Final Report: Digital Logic Project
CPE264
Eng.Suha Alsabti
Fahad Alhajeri
Meshari Albaghli
July 17, 2012
Introduction:
This report describes how two digital operations, Code Converter and Arithmetic
Function Implementation, can be combined together to generate a logic circuit that has 5
bits input, consists of 1 bit as operation controller and 4 bit as info bits, while the output
could be displayed on either Seven Segments Display or the LEDs. We used QUARTUS
II software to build the logic circuit that designed by two types of design entry methods
of, such as Verilog method for building the Converter, while Schematic Diagram was
used to design a circuit that implements an arithmetic function. Lastly, a bigger
Schematic Diagram was used to gather both circuits with a multiplexer to give the user a
choice of controlling the output place.
Discussion:
First of all, we started the project by doing the code converter.
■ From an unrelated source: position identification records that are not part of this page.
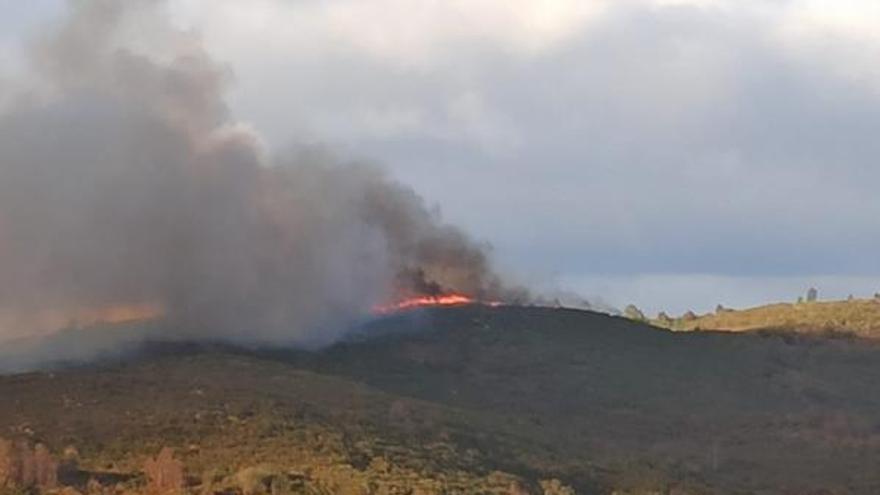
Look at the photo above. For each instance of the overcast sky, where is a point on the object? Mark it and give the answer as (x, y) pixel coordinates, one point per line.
(671, 153)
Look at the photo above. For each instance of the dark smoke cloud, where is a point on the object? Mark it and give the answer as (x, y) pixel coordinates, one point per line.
(124, 182)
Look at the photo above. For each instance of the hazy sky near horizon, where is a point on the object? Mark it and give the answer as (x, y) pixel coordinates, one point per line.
(672, 153)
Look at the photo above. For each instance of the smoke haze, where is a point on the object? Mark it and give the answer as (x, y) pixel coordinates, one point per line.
(127, 187)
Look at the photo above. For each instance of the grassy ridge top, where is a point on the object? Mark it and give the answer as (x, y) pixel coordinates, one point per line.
(860, 316)
(478, 400)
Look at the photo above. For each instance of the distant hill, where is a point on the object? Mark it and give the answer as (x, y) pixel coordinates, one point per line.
(504, 400)
(858, 316)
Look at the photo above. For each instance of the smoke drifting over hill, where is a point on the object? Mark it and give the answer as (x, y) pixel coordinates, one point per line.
(126, 187)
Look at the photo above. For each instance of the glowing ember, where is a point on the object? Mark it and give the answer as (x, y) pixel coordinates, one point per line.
(424, 301)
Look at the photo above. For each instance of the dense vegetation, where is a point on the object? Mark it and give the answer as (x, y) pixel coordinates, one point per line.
(472, 400)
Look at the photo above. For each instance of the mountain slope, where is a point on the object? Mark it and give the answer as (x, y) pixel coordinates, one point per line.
(474, 399)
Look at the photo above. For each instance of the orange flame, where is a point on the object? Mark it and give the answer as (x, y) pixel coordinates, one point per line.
(428, 301)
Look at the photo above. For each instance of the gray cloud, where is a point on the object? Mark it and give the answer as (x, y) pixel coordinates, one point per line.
(125, 185)
(655, 139)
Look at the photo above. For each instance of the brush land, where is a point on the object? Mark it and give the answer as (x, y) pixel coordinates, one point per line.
(858, 316)
(472, 400)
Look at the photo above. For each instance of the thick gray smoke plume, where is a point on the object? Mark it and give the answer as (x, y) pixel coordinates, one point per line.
(126, 187)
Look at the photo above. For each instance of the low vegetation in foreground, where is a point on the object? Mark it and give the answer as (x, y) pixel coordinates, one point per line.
(859, 317)
(459, 400)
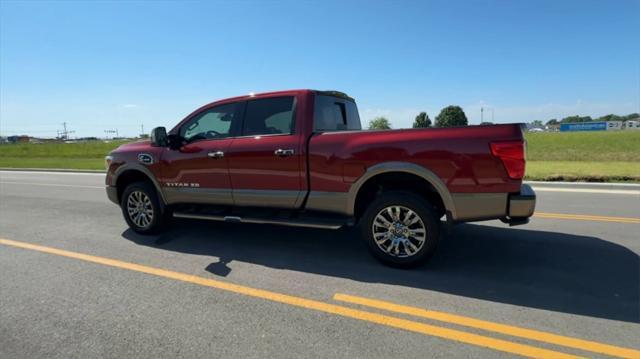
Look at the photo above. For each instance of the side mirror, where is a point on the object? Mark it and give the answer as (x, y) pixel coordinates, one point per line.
(159, 137)
(175, 142)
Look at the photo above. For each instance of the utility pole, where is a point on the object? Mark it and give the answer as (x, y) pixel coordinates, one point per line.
(64, 134)
(107, 132)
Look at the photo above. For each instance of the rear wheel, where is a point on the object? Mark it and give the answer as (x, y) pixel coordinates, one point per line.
(400, 229)
(141, 208)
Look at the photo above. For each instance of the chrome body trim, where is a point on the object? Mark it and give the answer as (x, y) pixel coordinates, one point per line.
(267, 198)
(282, 222)
(196, 195)
(328, 201)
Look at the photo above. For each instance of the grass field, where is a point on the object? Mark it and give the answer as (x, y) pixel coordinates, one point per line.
(577, 156)
(84, 155)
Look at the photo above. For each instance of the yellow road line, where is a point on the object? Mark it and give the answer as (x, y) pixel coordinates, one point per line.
(494, 327)
(389, 321)
(583, 217)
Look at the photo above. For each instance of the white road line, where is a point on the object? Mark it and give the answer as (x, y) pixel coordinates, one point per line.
(586, 190)
(55, 173)
(50, 184)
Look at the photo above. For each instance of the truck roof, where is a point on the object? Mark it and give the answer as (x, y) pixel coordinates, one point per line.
(281, 93)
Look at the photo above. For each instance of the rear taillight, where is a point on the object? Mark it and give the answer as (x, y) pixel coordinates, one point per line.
(512, 155)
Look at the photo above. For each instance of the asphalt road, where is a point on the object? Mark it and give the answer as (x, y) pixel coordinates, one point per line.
(75, 282)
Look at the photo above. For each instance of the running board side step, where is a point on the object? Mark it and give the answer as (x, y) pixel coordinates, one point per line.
(291, 222)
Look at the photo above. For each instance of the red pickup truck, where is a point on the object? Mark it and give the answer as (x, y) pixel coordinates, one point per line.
(300, 158)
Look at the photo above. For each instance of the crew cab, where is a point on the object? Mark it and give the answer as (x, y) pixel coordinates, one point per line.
(301, 158)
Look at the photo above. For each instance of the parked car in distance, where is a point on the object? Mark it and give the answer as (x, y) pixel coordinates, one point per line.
(300, 158)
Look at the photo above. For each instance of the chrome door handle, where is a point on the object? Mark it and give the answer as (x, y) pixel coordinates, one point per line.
(216, 154)
(283, 153)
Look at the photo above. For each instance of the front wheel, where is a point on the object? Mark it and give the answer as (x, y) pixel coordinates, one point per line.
(400, 229)
(141, 208)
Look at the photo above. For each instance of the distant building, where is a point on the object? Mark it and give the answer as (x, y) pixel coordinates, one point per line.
(633, 125)
(18, 139)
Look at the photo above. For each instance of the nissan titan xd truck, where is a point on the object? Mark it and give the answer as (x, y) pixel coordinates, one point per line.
(301, 158)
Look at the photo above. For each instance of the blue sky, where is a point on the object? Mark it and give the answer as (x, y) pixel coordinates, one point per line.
(105, 65)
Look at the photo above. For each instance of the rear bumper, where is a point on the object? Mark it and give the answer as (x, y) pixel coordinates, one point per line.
(523, 204)
(112, 194)
(512, 208)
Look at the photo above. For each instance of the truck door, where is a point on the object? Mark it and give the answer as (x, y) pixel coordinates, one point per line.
(198, 172)
(265, 161)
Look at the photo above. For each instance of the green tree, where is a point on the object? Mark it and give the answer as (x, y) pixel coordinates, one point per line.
(379, 123)
(422, 121)
(610, 117)
(537, 124)
(451, 116)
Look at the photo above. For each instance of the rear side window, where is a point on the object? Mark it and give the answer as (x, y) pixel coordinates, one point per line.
(269, 116)
(335, 114)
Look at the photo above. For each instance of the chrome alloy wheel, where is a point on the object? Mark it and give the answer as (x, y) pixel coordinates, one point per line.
(140, 209)
(398, 231)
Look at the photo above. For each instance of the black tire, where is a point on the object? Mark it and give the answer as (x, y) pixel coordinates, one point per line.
(403, 202)
(136, 191)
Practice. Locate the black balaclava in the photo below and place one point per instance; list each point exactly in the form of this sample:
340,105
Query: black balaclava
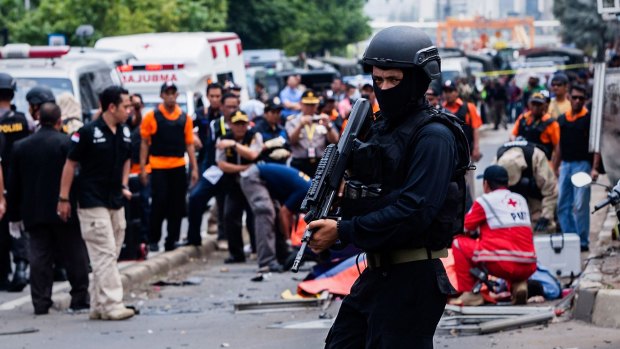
396,101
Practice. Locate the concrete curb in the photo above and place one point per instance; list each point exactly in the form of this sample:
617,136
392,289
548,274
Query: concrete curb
161,264
146,271
595,302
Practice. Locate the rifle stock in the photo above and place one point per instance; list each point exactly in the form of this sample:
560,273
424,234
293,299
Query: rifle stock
330,171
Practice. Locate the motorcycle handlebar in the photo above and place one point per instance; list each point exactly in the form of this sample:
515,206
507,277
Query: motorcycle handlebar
601,204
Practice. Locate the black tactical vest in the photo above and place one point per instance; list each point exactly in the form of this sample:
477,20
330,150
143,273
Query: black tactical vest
461,114
169,139
532,133
391,173
527,183
231,154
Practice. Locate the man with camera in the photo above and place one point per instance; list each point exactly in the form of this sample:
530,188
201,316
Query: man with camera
309,134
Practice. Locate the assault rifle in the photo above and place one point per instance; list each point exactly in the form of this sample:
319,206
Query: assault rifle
324,188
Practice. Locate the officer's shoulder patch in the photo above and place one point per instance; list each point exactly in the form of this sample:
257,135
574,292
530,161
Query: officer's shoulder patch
75,137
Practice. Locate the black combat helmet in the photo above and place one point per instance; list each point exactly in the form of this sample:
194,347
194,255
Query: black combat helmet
403,47
39,95
7,82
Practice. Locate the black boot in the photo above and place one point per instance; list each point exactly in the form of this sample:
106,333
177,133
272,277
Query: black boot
19,277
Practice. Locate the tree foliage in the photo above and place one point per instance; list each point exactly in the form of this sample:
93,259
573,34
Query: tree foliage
583,25
109,17
294,25
298,25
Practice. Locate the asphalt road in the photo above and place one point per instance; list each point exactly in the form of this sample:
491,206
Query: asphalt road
203,316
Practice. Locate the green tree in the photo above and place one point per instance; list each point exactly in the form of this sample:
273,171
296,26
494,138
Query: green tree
583,25
109,17
298,25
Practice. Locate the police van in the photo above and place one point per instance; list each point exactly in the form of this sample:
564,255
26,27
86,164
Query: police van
50,66
190,60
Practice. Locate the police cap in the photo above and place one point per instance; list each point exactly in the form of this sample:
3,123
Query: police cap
309,97
39,95
239,117
168,85
273,104
7,82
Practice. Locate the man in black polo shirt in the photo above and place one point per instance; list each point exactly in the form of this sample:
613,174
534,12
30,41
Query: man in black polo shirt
102,149
276,147
204,116
574,156
13,127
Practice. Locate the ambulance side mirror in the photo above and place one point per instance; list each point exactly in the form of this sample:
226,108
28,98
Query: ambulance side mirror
581,179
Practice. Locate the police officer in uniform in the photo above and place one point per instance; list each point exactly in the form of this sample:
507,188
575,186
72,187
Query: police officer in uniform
14,126
530,175
276,146
36,97
309,134
236,151
32,204
204,116
413,164
538,127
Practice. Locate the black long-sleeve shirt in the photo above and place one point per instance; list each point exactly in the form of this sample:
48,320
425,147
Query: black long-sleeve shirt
430,167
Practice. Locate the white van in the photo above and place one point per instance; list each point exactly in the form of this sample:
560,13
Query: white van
52,67
190,60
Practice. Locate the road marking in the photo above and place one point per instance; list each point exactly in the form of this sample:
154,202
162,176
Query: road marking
56,288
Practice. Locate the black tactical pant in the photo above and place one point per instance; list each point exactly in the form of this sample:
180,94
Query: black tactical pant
19,248
392,307
62,242
168,191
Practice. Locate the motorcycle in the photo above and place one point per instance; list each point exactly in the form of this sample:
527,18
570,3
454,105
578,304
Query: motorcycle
582,179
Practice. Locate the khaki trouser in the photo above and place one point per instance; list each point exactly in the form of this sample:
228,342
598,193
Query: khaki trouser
470,184
103,231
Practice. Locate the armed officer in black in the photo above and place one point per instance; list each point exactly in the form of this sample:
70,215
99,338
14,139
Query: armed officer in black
413,164
13,127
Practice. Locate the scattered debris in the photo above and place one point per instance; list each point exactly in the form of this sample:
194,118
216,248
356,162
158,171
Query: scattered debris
304,325
489,319
280,305
192,281
23,331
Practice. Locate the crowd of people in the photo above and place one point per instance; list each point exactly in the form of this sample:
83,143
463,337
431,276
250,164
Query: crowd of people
255,160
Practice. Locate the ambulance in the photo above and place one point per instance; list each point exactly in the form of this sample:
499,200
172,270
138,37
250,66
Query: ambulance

We needed to
figure out what the functions of the 8 outputs that was provided in the appendix “Table1,
column 5211”. To do this, we used Karnaugh Map method to make the process easier
since we have 4 bits. Since the first three outputs in the column from left to right are 0,
therefore we cold say, the functions f0, f1, and f2 are equal to 0. Then, we looked at the
next one, which is the fourth one from left, and we counted how many 1’s it has and then
constructed a K-Map based on this procedure to get our minimized function, which was
f3 = x1*x2 + x1*x3 (look at fig1). We followed these steps to do the other four outputs
and we got;
f4 = x2*x3*x4 + ~x1&x2*x4 + ~x1*x2*x3 + x1*~x2*~x3
f5 = ~x1*x3*x4 + x1*~x3*x4 + x1*~x2*~x3 + ~x1*x2*~x3*~x4 + x1*x2*x3*~x4
f6 = x2*~x4 + x1*~x2*~x3 + ~x1*x3*~x4
f7 = ~x2*x4 + x2*~x3*~x4 + x1*x2*~x4 + ~x1*~x2*x3 + x1*~x3*x4
Figure1. 4 variables K-map, we can take the 1’s as a group (or what’s called island) of even
number 2,4, …etc. But it’s much better if we take it as biggest as possible. In this figure, there are
two implicants, which are (x1&x2 + x1*x3). That’s why we said f3 = x1*x2 + x1*x3 in the above
paragraph.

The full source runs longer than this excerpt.